Rezension: Frank Gartner
Spieler: 1 - 4
Dauer: 30 - 60 Minuten
Alter: ab 14 Jahren
Jahr: 2022
Bewertung: 5,5 5,5 H@LL9000
Ranking: Platz 1286
Download: Kurzspielregel [PDF]
Tiwanaku

Spielziel

In Tiwanaku führt ihr das wandernde Volk der Quechua in ein unbekanntes Land. Dort wollt ihr Land entdecken und Pflanzen anzubauen. Die geheime Anordnung der Landschafts- und Pflanzenplättchen wird von einer Szenarioscheibe am Anfang der Partie festgelegt. Schritt für Schritt erkundet ihr diese Landschafts- und Pflanzenplättchen. Je mehr Informationen vorliegen, desto besser lassen sich Rückschlüsse ziehen, die nächsten Spielzüge planen und damit die Punkte-Effizienz der eigenen Züge optimieren.

Ablauf

Der Spielplan besteht aus 9 x 5 Feldern. Durch die Auswahl einer Szenarien-Scheibe wird definiert, auf welchem Feld bei späteren Entdeckungen welche Landschaften und Pflanzen erscheinen wird.

Für jedes Feld sind immer 2 Eigenschaften fest definiert: Der Landschaftstyp und der Pflanzentyp. Einige der Landschafts- und Pflanzenplättchen werden zu Spielbeginn auf dem Spielfeld als Einstiegsinformation ausgelegt. Zudem erfahren die Spieler wie häufig jede Landschaft auf dem Spielfeld vertreten sein wird, was speziell zum Spielende besonders hilfreich wird.
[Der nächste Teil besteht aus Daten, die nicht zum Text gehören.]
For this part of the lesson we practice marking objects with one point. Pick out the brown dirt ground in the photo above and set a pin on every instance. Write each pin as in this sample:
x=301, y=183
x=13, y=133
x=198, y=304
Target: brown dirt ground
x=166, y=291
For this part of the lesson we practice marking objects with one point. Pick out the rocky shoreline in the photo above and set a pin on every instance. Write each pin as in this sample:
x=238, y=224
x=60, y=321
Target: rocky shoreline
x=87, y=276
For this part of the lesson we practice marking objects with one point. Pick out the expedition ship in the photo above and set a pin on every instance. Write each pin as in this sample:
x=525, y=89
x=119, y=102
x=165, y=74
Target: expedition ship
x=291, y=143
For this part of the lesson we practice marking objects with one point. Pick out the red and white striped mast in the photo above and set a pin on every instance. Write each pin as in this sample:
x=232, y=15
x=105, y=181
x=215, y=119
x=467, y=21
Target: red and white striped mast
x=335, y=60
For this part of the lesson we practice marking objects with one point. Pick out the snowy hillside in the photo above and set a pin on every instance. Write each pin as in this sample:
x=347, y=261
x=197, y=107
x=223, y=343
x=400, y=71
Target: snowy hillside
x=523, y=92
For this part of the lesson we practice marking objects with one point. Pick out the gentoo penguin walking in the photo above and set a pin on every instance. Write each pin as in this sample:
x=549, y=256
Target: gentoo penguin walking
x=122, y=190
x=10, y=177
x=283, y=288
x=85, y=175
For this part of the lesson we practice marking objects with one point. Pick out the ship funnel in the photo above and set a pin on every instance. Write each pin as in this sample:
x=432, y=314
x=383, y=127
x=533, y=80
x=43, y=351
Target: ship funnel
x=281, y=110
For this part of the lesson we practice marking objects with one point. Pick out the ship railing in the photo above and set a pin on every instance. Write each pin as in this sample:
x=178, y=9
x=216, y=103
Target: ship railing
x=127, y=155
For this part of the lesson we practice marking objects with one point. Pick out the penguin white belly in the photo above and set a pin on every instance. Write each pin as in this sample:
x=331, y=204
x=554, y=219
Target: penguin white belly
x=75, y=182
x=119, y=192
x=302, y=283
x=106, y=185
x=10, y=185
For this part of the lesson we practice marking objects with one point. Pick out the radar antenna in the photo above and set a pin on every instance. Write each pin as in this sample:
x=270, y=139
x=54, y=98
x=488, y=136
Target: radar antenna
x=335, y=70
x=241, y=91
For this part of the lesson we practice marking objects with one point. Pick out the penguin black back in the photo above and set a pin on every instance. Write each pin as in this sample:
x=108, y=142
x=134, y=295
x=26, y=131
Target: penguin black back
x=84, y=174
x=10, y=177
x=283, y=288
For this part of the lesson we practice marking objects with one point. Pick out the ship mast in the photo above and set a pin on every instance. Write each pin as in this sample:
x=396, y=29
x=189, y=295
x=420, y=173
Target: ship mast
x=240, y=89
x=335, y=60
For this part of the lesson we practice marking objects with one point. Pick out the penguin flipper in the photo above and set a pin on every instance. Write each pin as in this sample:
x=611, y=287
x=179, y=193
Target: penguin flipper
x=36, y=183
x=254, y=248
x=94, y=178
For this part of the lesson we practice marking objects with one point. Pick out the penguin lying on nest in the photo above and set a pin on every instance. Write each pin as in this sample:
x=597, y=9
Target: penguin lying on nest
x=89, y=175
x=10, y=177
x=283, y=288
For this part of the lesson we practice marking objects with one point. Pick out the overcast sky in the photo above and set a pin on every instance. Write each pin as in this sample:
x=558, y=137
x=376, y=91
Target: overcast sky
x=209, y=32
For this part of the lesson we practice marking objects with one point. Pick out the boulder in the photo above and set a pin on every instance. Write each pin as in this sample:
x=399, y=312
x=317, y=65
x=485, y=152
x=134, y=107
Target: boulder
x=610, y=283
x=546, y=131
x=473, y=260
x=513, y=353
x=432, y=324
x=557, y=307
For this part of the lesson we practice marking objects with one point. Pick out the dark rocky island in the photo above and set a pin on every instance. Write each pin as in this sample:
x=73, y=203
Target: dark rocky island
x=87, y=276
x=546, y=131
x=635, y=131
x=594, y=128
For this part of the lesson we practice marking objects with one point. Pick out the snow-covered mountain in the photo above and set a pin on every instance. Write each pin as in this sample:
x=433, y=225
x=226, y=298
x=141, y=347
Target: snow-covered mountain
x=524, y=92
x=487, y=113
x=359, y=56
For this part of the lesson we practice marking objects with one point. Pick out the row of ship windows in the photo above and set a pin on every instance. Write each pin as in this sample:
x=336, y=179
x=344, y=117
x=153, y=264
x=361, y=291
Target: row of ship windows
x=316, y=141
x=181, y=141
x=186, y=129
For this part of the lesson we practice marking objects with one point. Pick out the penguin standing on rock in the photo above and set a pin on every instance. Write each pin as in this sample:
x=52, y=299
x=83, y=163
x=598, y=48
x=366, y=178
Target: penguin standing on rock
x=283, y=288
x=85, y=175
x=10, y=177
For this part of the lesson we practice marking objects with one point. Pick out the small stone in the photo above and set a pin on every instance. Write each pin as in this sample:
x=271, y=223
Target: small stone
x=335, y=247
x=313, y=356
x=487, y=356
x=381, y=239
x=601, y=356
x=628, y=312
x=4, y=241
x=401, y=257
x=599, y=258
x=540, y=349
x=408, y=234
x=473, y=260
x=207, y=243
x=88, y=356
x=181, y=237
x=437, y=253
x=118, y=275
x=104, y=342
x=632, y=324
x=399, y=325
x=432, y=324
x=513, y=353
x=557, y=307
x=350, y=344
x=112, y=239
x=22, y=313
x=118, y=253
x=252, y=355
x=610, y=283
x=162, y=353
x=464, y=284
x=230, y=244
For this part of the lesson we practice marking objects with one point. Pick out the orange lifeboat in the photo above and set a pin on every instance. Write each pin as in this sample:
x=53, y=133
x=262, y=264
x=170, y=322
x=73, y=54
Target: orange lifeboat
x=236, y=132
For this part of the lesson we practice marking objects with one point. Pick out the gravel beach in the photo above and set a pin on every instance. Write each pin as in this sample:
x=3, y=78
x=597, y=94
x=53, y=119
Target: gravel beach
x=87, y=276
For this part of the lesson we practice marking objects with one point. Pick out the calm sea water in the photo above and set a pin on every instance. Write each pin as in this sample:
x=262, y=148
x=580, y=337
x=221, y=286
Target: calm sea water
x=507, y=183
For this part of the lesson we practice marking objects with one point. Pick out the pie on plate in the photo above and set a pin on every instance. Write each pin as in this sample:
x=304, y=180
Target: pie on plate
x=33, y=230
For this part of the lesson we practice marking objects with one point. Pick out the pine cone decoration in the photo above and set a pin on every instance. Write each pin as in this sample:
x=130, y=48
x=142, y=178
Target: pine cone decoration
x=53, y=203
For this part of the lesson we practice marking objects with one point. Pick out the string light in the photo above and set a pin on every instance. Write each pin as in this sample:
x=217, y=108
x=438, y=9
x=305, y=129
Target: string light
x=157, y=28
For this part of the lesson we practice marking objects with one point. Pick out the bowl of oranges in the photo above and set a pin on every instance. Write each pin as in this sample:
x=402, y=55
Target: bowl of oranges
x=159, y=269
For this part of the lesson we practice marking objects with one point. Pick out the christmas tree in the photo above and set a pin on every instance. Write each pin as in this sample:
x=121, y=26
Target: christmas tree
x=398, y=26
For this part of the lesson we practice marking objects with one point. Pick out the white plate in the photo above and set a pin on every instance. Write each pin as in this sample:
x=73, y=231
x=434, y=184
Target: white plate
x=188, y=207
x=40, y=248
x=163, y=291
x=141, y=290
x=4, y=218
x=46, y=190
Wer am Zug ist, kann aus 2 Optionen wählen:

  • Spielfiguren ziehen: eine neue Spielfiguren von außen auf das Spielfeld ziehen, eine bereits platzierte Spielfigur auf dem Spielfeld bewegen oder eine Spielfigur vom Spielplan nehmen, um sie später anderer Stelle wieder einzusetzen.
  • Eine Wahrsagung machen: Man kann mit allen Figuren, die man bereits auf dem Spielplan stehen hat raten, welche Pflanze sich wohl auf diesem Feld befindet

Spielfigur ziehen:
Wer seine Spielfigur zieht, kann diese beliebig weit waagrecht und senkrecht über den Spielplan bewegen, auch abbiegen ist zulässig. Man darf über alle Felder ziehen, die von eigenen Figuren belegt sind oder über komplett entdeckte Felder (Landschaft + Pflanze) hinweg ziehen. Auf diesen darf man allerdings nicht stehen bleiben. Felder, auf denen fremde Spielfiguren stehen, sind grundsätzlich tabu.
Man beendet stets den Zug auf einem Feld, das entweder noch komplett unentdeckt ist oder auf dem nur eine Landschaft ohne Pflanze liegt.
Beendet eine Spielfigur einen Zug auf einem leeren Feld, so wird automatisch die Landschaft entdeckt. Hierfür stellt man auf der Szenarioscheibe die entsprechende Koordinate ein, ermittelt damit die Landschaft und man legt das entsprechende Landschaftsplättchen auf den Spielplan.
Immer wenn eine Landschaft entdeckt wurde, zieht der Spieler auf der „Vielfaltsleiste“ seinen Spielstein ein Feld weiter. Hier zahlt es sich aus, ausgewogen zu entdecken, d.h. immer schön im Wechsel einen Landschaftstyp, denn für jeden Spielstein, der gleich oft entdeckt wurde, gibt es einen zusätzlichen Siegpunkt.
Beispiel: Man erhält für seine erste Entdeckung immer 1 Siegpunkt. Sollte man es schaffen danach Landschaftstyp 2 zu entdecken, danach Landschaftstyp 3 und danach gleich noch Landschaftstyp 4 kann man in Summe 1+2+3+4 Punkte erzielen. Eine ausgewogene Entdeckung ist somit sinnvoll und kann spielentscheidend sein.

Wahrsagung machen:
Man darf für alle Felder, auf denen man Figuren stehen hat und auf denen noch kein Pflanzenchip liegt, versuchen zu tippen, welche Pflanzenart auf den Spielfeldern liegen könnten. Man spricht den Tipp laut aus, stellt man auf der Szenarioscheibe die Koordinate des Feldes ein und öffnet das Pflanzen-Türchen. Der entsprechende Pflanzenchip wird auf den Spielplan gelegt. War der eigene Tipp falsch, verliert der Spieler die Punkte des Pflanzenchipwerts und darf nicht mehr weiter tippen. War der Tipp korrekt, erhält man die Punkte für den Pflanzenchipwert (1-5 Punkte) als Siegpunkte gut geschrieben. Zudem erhält man einen Garben-Marker dieser Pflanzen-Sorte (sofern man nicht schon einen Chip dieser Sorte hat).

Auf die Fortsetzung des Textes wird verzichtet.